RADiT: Resource Allocation in Digital Twin-Driven UAV-Aided Internet of Vehicle Networks

Abstract

Digital twin (DT) has emerged as a promising technology for improving resource allocation decisions in Internet of Vehicles (IoV) networks. In this paper, we consider an IoV network where mobile edge computing (MEC) servers are deployed at the roadside units (RSUs). The IoV network provides ubiquitous connections even in areas uncovered by RSUs with the assistance of unmanned aerial vehicles (UAVs) which can act as a relay between RSUs and task vehicles. A virtual representation of the IoV network is established in the aerial network as DT which captures the dynamics of the entities of the physical network in real-time in order to perform efficient resource allocation for delay-intolerant tasks.
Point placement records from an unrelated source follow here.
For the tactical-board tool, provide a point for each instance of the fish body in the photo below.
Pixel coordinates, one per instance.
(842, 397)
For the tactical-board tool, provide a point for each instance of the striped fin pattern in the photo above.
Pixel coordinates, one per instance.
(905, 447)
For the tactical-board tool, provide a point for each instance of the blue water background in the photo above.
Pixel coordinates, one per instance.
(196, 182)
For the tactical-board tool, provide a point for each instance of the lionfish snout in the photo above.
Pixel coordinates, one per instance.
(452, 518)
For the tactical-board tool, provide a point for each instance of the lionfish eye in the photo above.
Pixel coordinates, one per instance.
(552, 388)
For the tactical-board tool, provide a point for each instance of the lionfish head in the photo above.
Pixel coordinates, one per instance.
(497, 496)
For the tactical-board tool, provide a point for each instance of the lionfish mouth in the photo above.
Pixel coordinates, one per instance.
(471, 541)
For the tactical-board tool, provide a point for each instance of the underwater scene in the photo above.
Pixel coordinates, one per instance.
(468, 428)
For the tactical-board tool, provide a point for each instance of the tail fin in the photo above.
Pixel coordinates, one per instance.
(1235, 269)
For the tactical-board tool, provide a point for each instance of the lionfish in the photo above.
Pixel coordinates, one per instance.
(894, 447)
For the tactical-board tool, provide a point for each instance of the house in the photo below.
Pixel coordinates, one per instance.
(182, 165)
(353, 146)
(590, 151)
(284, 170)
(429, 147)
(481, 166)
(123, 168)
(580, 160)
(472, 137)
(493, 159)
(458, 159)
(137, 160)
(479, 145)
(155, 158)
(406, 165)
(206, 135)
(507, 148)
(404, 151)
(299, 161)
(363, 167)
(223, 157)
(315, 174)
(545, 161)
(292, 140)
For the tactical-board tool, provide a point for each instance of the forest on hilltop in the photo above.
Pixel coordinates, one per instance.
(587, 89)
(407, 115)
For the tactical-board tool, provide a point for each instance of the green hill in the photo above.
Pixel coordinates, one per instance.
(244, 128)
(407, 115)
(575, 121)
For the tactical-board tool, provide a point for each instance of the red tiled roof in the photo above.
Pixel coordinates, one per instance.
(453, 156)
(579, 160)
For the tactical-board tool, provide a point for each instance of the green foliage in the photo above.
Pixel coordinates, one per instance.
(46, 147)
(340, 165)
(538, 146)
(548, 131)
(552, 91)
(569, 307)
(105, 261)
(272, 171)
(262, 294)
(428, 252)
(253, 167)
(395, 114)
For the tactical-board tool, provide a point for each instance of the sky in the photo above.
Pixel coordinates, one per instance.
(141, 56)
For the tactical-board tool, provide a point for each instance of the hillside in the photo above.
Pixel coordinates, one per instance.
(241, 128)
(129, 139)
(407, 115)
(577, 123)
We investigate an intelligent delay-sensitive task offloading scheme for the dynamic vehicular environment which provides computation resources via local execution, vehicle-to-vehicle (V2V), and vehicle-to-roadside-unit (V2I) offloading modes based on the energy consumption of the system. Moreover, we also propose a multi-network deep reinforcement learning (DRL)-based resource allocation algorithm (RADiT) in the DT-assisted network for maximizing the utility of the IoV network while optimizing the task offloading strategy. Further, we compare the performance of the proposed algorithm with and without the presence of V2V computation mode. RADiT is further evaluated by comparing it with another benchmark DRL algorithm called soft actor-critic (SAC) and a non-DRL approach called greedy. Finally, simulations are performed to demonstrate that the utility of the proposed RADiT algorithm is higher under every condition compared to its respective conditions in SAC and greedy approach. Consequently, the proposed framework jointly improves energy efficiency and reduces the overall delay of the network. The proposed algorithm with UAV relay further increases the efficiency of the network by increasing the task completion rate.